1996’dan beri bir Kürt partisinin diğerine bu türden bir büyük ihaneti
olmamıştı.
Barzani; Irak ordusu ve Şii milisler Kerkük’e girip havaalanının, petrol
sahalarının ve hükümet binalarının kontrolünü ele geçirip Kürdistan bayrağını
indirdiklerinde hiç şüphesiz bir kez daha ABD’ye kimin safında olduğunu
soracaktı.
ABD, bizzat Barzani’nin kışkırttığı Irak hükümetiyle KDP arasındaki
ihtilafta taraf tutmayacağını belirtti. Washington, ikazlarına rağmen
Barzani’nin geri adım atmayıp referandumu yapmasına öfkeli. Tek bir Irak
politikasına desteğini sürdürmekte ve tüm grupların IŞİD’le savaşa odaklanması
gerektiğinde ısrarcı.
Barzani bir kez daha kendisini ABD’nin ihanetine uğramış hissediyor.

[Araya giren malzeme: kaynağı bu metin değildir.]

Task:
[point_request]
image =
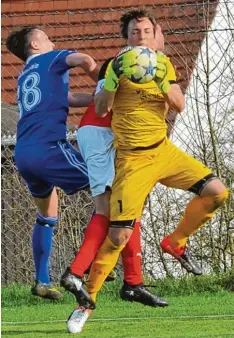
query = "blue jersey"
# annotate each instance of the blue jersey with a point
(43, 98)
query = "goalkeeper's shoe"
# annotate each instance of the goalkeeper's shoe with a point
(182, 255)
(46, 291)
(74, 284)
(139, 293)
(77, 319)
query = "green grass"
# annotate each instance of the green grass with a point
(206, 314)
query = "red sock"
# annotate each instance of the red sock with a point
(131, 257)
(95, 234)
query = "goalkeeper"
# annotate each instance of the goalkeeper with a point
(145, 156)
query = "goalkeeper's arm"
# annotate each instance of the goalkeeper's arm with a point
(105, 93)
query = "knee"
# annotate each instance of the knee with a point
(219, 199)
(119, 235)
(47, 221)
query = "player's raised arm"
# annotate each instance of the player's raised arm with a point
(79, 100)
(84, 61)
(166, 80)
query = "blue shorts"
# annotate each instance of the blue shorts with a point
(54, 164)
(96, 147)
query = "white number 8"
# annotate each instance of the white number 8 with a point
(29, 87)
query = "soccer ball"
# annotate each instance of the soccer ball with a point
(144, 67)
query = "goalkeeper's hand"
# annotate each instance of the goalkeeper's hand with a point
(161, 72)
(112, 79)
(124, 62)
(120, 66)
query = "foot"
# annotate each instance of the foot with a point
(110, 278)
(46, 291)
(139, 293)
(77, 319)
(74, 284)
(182, 255)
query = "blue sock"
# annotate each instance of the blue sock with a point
(42, 244)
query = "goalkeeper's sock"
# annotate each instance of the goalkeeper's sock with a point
(104, 262)
(42, 239)
(199, 210)
(95, 234)
(131, 257)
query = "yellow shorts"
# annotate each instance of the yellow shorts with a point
(138, 171)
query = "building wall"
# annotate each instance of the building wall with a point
(93, 27)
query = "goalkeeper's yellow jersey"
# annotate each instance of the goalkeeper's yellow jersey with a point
(139, 113)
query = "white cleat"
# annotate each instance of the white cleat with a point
(77, 319)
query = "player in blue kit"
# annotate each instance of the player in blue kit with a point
(43, 156)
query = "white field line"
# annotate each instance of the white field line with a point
(124, 319)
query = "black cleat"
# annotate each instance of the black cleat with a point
(46, 291)
(139, 293)
(110, 278)
(74, 284)
(184, 258)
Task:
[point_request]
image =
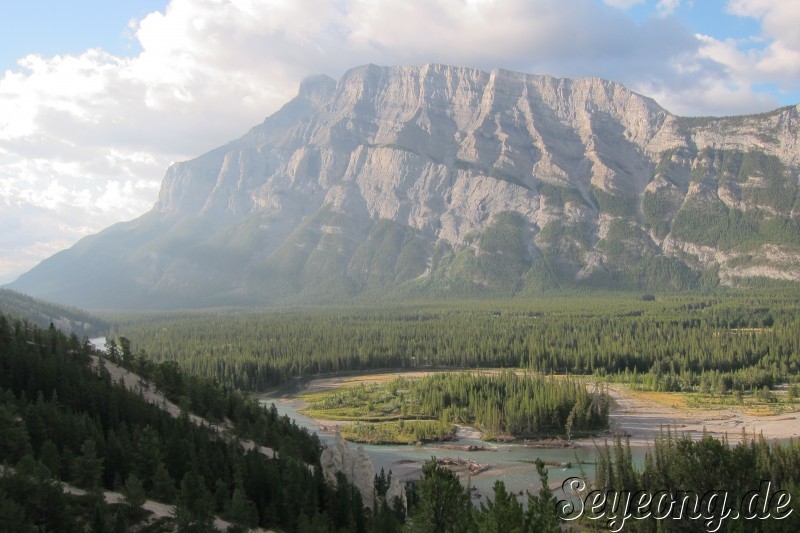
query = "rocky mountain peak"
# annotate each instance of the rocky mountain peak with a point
(427, 180)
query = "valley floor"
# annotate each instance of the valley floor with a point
(639, 415)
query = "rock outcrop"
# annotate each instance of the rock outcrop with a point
(357, 468)
(411, 181)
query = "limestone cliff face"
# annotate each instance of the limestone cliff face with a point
(418, 180)
(356, 467)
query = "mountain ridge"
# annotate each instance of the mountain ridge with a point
(437, 180)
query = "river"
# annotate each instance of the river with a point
(513, 463)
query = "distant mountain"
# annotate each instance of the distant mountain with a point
(439, 180)
(41, 313)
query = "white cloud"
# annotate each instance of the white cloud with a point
(666, 7)
(623, 4)
(93, 133)
(779, 60)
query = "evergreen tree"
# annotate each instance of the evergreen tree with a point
(444, 505)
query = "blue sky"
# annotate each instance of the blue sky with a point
(52, 27)
(98, 97)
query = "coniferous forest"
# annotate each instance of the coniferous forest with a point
(72, 432)
(725, 342)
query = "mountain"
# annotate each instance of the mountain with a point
(440, 180)
(40, 313)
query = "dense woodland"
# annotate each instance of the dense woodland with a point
(724, 342)
(503, 405)
(752, 471)
(64, 421)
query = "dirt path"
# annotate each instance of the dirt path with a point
(135, 383)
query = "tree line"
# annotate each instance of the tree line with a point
(748, 339)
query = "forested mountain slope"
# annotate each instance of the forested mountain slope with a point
(410, 182)
(65, 419)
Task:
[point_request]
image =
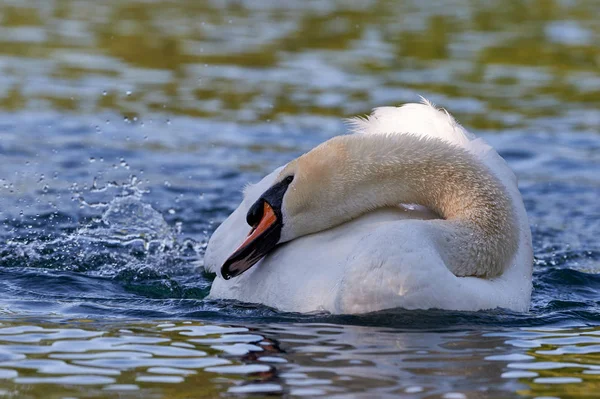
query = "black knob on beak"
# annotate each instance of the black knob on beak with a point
(255, 213)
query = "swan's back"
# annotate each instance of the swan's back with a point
(427, 121)
(314, 272)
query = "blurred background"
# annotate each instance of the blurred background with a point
(129, 128)
(496, 64)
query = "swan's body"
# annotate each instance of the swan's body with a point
(366, 251)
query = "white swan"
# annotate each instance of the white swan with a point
(330, 234)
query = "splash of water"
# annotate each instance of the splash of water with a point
(129, 242)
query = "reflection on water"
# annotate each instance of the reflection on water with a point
(258, 60)
(128, 128)
(154, 359)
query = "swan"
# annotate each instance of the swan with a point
(408, 211)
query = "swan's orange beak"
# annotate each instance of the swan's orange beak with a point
(262, 239)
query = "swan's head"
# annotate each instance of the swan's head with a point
(301, 201)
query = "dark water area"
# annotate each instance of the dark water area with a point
(128, 130)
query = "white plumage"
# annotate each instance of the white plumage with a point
(385, 258)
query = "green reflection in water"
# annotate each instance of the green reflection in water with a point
(495, 64)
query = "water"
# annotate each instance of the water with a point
(127, 130)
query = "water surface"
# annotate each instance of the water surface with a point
(128, 129)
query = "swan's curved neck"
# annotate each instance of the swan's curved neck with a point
(478, 235)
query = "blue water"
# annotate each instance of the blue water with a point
(110, 218)
(105, 222)
(128, 130)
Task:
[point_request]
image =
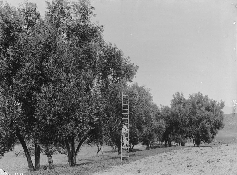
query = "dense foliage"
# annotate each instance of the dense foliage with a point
(61, 86)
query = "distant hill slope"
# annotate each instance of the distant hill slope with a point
(228, 110)
(230, 121)
(229, 133)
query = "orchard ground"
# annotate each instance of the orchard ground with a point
(141, 160)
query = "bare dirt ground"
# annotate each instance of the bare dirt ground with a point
(218, 158)
(208, 160)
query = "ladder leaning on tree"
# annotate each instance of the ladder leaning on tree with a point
(125, 128)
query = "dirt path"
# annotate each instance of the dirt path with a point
(219, 160)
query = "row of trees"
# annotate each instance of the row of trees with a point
(198, 118)
(56, 76)
(61, 85)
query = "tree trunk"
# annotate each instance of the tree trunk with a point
(71, 152)
(50, 161)
(27, 154)
(37, 157)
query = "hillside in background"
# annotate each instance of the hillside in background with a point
(228, 110)
(229, 132)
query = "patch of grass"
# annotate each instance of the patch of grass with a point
(96, 164)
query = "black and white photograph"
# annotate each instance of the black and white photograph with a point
(118, 87)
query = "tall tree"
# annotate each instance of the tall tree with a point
(21, 74)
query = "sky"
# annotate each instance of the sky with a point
(186, 46)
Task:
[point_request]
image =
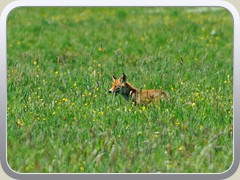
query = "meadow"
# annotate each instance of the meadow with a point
(61, 118)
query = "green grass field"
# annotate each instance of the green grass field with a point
(61, 117)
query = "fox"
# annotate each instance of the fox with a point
(138, 96)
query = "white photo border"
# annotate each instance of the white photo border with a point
(121, 3)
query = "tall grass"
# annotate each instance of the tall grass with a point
(62, 119)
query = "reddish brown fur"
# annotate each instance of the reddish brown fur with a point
(138, 96)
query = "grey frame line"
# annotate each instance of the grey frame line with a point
(122, 3)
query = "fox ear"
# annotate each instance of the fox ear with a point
(114, 77)
(123, 78)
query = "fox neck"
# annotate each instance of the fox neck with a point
(129, 91)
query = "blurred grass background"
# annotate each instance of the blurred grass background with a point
(62, 119)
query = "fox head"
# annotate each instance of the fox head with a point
(118, 84)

Saddam Hüseyin’in Tahran’ın toprak taleplerini kabul etmesi karşılığında İran
Şahı’nın Kürtlere desteği bir anda kesmesinin ardından 1975’te o en yardıma muhtaç
olduğu anda ABD’nin babasını nasıl yalnız bıraktığını hiç unutmadı. Molla
Mustafa Barzani ABD’den yardım istemiş, ancak [Z.T.K. dönemin
Amerikan Dışişleri Bakanı] Henry Kissinger bunu reddetmiş ve Kürt isyanı
böylece çökmüştü. Şimdi oğul Barzani ABD’den yardım istediğinde verilen cevap
bu krizi kendisinin ürettiği şeklinde.
Yakın plandan baktığımızda bu, Haydar el-İbadi için bir zafer gibi
görünüyor. İbadi, ABD’nin 2018 seçimlerini kazanmasını istediği kişi; zira
Washington, bir Irak milliyetçisi olan İbadi’nin “bizim adamımız” olduğuna
ve bir grup Amerikan askerî birliğinin [Z.T.K. IŞİD’le savaşın
ardından] Irak’ta kalmasına izin vereceğine inanıyor.
Ancak daha uzaktan baktığımızda bu aslında İran’ın yeni bir başarısı.
İran, bölgedeki herkese –ABD’nin değil– kendisinin vazgeçilmez bir müttefik
olduğunu gösteriyor. Irak ve Suriye boyunca uzanan koridorlarını güvence altına
alıyor, sahadaki farklı gruplar arasında arabuluculuk yapıyor, bu arada ABD’nin
alanı giderek daralıyor. Bir kez daha İran kilit bir rol oynuyor, KYB ile Irak
hükümeti arasında bir anlaşmaya varılmasına yardımcı oluyor ve Iraklıları
destekleyen Şii milislere kılavuzluk ediyor. İran’ın bu milislerin varlığını
sürdürmesinden çıkarları çok; bu da herhangi bir Irak başbakanının [Z.T.K.
kuruluş amaçları olan IŞİD’le mücadele bittikten sonra] bu milislerin
seferberlik halini sonlandırıp dağıtmasını giderek zorlaştırıyor. Bu arada
ABD’nin müttefiki olan Türkiye de İran ve Rusya eksenine kayıyor.
Kürdistan için bir çeşit konfederasyon ve Kerkük için özel statü üzerinde
taraflar bir uzlaşmaya varılabilir. Ama bu da arabuluculuğu gerektiriyor. Ve
bunun Amerikalılardan gelmesi pek de mümkün görünmüyor.
Peki, bu niçin bir mesele olsun ki? Çünkü İran’ın çözümü [daha evvel
olduğu gibi] bölgeye istikrar getirmeyecek. Tahran, Amerikan çıkarlarını ve
müttefiklerini hezimete uğratmak için daha uzun bir süre sebat edip direnecek.
Ancak başıboş bırakılan İran ve müttefikleri önünde sonunda İsrail’le kafa
kafaya gelip çarpışacak. İşte o zaman ABD harekete geçmek zorunda kalacak.